In [None]:
# This Python 3 environment comes with many helpful analytics libraries installed
# It is defined by the kaggle/python Docker image: https://github.com/kaggle/docker-python
# For example, here's several helpful packages to load

import numpy as np # linear algebra
import pandas as pd # data processing, CSV file I/O (e.g. pd.read_csv)
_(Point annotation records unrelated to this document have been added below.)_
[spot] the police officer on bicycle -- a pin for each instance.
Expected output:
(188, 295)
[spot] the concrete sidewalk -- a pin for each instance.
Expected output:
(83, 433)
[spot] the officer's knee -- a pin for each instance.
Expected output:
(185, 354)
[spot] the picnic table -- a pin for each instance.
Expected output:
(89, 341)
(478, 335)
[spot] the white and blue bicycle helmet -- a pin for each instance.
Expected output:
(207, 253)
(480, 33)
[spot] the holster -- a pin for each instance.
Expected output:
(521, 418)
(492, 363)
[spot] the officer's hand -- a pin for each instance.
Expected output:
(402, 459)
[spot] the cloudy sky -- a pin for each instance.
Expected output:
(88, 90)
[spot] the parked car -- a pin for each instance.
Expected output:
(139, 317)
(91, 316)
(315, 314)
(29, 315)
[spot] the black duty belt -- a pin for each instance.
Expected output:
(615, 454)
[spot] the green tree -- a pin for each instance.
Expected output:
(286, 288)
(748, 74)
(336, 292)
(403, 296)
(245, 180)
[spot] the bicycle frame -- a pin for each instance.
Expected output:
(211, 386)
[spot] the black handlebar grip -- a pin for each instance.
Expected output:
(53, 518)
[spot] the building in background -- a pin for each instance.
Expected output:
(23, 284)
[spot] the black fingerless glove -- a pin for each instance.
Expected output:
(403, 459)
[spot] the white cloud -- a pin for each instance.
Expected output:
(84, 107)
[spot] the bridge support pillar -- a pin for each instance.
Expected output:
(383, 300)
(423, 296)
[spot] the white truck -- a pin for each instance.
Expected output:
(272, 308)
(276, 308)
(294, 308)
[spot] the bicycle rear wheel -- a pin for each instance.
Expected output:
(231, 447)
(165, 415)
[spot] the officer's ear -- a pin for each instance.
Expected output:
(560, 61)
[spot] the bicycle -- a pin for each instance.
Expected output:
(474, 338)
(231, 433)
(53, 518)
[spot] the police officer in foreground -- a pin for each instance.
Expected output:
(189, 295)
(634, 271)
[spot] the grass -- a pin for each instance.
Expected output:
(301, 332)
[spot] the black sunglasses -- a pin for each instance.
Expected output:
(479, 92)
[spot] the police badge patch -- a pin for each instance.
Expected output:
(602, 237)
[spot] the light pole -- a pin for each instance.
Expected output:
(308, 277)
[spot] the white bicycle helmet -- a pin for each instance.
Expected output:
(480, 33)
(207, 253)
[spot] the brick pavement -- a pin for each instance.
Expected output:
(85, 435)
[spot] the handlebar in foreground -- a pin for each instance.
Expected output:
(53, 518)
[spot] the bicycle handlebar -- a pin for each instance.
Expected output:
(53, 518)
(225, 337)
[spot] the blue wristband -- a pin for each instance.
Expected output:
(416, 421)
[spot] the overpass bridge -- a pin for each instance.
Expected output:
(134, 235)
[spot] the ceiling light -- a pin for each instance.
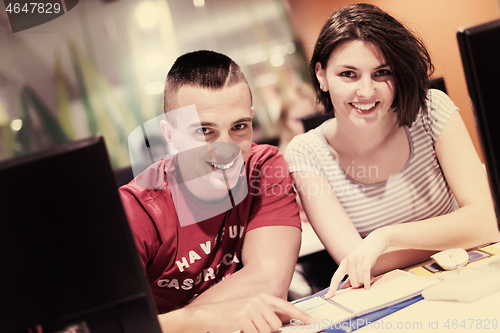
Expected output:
(146, 14)
(199, 3)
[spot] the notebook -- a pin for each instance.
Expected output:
(393, 288)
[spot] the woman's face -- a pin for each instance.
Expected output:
(360, 84)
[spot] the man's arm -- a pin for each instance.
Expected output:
(269, 256)
(254, 314)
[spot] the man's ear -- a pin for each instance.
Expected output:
(167, 129)
(321, 76)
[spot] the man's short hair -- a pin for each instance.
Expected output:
(204, 69)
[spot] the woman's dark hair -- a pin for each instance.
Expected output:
(407, 56)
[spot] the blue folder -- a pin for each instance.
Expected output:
(358, 322)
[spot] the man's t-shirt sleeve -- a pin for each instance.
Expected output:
(273, 190)
(141, 225)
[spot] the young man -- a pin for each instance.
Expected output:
(216, 225)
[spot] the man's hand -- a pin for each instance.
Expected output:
(262, 313)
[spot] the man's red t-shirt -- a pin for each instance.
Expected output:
(181, 262)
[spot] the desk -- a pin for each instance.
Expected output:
(444, 316)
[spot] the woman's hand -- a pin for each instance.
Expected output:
(358, 264)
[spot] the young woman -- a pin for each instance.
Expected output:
(394, 176)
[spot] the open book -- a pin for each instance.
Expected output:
(393, 288)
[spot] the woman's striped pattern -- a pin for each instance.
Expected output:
(418, 192)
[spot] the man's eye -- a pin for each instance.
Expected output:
(203, 130)
(348, 74)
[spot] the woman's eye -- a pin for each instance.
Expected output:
(348, 74)
(383, 72)
(239, 127)
(203, 130)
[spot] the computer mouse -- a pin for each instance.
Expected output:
(452, 258)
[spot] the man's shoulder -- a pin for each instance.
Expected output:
(149, 182)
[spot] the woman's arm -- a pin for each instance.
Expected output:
(473, 224)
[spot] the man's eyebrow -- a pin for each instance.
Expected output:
(209, 124)
(243, 120)
(202, 124)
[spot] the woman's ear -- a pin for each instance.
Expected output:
(321, 76)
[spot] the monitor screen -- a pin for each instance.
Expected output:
(67, 254)
(480, 51)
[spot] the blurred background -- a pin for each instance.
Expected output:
(100, 68)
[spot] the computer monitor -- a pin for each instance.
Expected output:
(480, 51)
(68, 259)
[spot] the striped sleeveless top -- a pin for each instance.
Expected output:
(419, 191)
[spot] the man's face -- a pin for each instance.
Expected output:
(214, 137)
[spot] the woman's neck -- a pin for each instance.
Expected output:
(349, 140)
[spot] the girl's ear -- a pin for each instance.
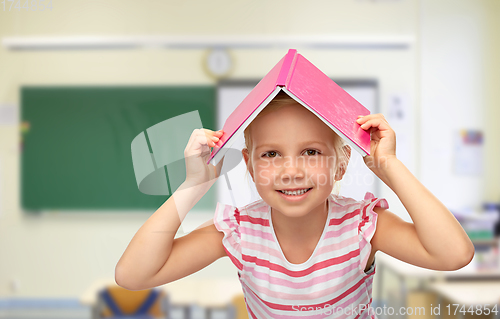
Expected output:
(246, 157)
(344, 160)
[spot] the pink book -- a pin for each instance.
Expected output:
(310, 87)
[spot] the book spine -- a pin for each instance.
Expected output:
(292, 69)
(285, 68)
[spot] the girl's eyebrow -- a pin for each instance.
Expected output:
(270, 145)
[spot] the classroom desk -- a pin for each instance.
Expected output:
(475, 293)
(428, 277)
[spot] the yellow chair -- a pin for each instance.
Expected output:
(117, 302)
(241, 307)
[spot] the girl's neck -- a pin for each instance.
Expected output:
(300, 228)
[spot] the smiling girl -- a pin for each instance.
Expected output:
(300, 251)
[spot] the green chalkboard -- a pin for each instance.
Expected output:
(76, 143)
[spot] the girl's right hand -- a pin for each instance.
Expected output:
(197, 153)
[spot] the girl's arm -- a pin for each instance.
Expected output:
(435, 240)
(153, 256)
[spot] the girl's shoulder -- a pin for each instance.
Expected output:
(368, 200)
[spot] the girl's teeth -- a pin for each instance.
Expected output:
(299, 192)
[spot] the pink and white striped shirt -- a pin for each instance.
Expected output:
(332, 283)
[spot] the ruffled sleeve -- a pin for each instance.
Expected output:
(227, 220)
(367, 225)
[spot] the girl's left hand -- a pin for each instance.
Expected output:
(383, 141)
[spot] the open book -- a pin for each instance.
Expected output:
(310, 87)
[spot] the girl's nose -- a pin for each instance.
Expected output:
(292, 171)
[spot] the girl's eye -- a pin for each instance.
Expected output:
(270, 154)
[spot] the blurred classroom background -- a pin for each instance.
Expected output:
(79, 80)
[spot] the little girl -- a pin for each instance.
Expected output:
(300, 251)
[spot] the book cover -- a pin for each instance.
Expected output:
(310, 87)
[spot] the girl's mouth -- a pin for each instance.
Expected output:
(296, 194)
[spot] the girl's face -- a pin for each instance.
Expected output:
(292, 149)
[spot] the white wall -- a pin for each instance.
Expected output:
(58, 254)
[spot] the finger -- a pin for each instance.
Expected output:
(218, 167)
(376, 122)
(363, 118)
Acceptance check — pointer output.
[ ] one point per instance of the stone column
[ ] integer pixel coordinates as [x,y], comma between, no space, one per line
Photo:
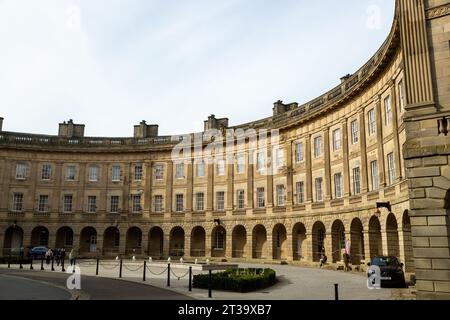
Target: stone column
[396,138]
[148,188]
[327,178]
[210,188]
[308,162]
[346,176]
[366,245]
[363,143]
[248,250]
[169,187]
[380,146]
[190,189]
[290,177]
[230,187]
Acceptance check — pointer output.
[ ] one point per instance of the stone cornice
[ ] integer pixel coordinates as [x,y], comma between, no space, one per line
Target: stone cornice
[438,12]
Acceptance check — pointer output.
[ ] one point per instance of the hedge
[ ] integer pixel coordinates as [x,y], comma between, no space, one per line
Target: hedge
[238,280]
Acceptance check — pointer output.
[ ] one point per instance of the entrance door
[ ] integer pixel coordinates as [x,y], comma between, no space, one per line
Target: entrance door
[93,244]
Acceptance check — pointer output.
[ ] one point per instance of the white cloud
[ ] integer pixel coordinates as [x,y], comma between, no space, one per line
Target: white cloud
[111,64]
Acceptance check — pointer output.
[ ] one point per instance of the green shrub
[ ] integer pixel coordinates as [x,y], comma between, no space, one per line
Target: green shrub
[238,280]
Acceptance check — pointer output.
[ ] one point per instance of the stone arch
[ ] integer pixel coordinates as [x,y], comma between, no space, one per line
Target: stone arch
[407,243]
[198,242]
[299,248]
[88,241]
[40,237]
[64,238]
[13,241]
[156,242]
[176,242]
[375,240]
[239,241]
[337,240]
[279,242]
[318,240]
[392,239]
[134,241]
[259,240]
[218,241]
[111,241]
[357,252]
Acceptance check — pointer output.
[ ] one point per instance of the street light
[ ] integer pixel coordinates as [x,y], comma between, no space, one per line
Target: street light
[386,205]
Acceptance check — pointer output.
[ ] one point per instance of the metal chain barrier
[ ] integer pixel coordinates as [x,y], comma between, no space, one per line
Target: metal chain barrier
[157,274]
[132,270]
[109,268]
[176,276]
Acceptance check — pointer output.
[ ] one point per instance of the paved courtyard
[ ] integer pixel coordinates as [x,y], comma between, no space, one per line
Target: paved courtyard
[295,283]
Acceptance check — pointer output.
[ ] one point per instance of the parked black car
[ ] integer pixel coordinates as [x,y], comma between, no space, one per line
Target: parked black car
[38,252]
[392,275]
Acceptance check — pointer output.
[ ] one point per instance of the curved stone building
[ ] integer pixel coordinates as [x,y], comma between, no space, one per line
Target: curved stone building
[378,137]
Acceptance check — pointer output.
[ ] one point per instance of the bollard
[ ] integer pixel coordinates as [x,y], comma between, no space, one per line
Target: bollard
[336,291]
[168,274]
[145,267]
[209,284]
[190,278]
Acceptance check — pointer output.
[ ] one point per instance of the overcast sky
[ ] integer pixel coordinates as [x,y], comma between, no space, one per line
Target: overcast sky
[111,63]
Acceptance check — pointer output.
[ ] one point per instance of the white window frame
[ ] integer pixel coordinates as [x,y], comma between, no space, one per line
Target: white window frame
[138,172]
[46,172]
[300,189]
[68,203]
[281,195]
[201,169]
[391,168]
[241,199]
[43,203]
[179,202]
[387,111]
[21,171]
[136,203]
[317,146]
[261,198]
[18,202]
[299,154]
[357,180]
[372,122]
[375,175]
[337,140]
[116,172]
[92,204]
[158,206]
[319,189]
[355,131]
[179,171]
[93,173]
[200,201]
[338,186]
[220,201]
[240,167]
[114,204]
[159,172]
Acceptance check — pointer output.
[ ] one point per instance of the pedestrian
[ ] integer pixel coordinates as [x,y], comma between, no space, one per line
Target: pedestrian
[48,256]
[57,255]
[346,261]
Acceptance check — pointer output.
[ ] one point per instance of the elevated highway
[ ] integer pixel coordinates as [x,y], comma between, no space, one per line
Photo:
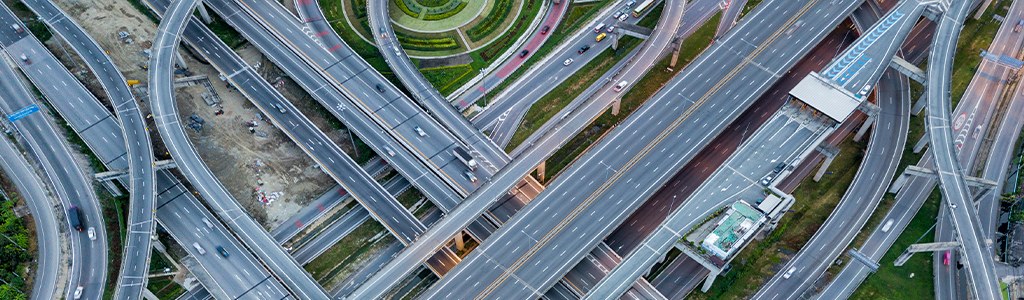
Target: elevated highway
[141,178]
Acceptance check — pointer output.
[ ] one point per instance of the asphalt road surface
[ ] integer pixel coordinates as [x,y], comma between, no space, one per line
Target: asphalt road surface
[141,178]
[89,258]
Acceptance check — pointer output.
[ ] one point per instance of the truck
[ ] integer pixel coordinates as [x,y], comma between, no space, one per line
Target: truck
[465,158]
[73,218]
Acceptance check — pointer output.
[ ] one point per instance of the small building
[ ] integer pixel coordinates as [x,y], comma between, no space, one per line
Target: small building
[739,222]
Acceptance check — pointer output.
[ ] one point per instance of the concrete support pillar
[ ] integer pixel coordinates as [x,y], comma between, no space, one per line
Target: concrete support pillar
[179,60]
[541,171]
[922,143]
[863,128]
[113,188]
[204,13]
[709,281]
[824,166]
[460,242]
[920,104]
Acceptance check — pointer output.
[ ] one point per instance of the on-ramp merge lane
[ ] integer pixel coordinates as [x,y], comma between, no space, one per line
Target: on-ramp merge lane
[166,115]
[141,177]
[974,245]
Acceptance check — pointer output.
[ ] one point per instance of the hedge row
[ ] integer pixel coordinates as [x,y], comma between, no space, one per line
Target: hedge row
[493,22]
[412,10]
[446,14]
[421,44]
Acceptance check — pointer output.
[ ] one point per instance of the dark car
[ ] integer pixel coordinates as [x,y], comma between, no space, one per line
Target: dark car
[584,48]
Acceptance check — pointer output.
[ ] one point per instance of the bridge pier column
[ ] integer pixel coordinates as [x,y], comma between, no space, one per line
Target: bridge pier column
[863,128]
[824,166]
[113,188]
[541,171]
[919,106]
[204,13]
[922,143]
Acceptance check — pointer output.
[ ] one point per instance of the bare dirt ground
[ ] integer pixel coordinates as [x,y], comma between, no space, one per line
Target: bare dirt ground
[243,161]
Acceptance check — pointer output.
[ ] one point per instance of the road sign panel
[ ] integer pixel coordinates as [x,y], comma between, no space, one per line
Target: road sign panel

# Input data files are available in the read-only "../input/" directory
# For example, running this (by clicking run or pressing Shift+Enter) will list all files under the input directory

# import os
# for dirname, _, filenames in os.walk('/kaggle/input'):
#     for filename in filenames:
#         print(os.path.join(dirname, filename))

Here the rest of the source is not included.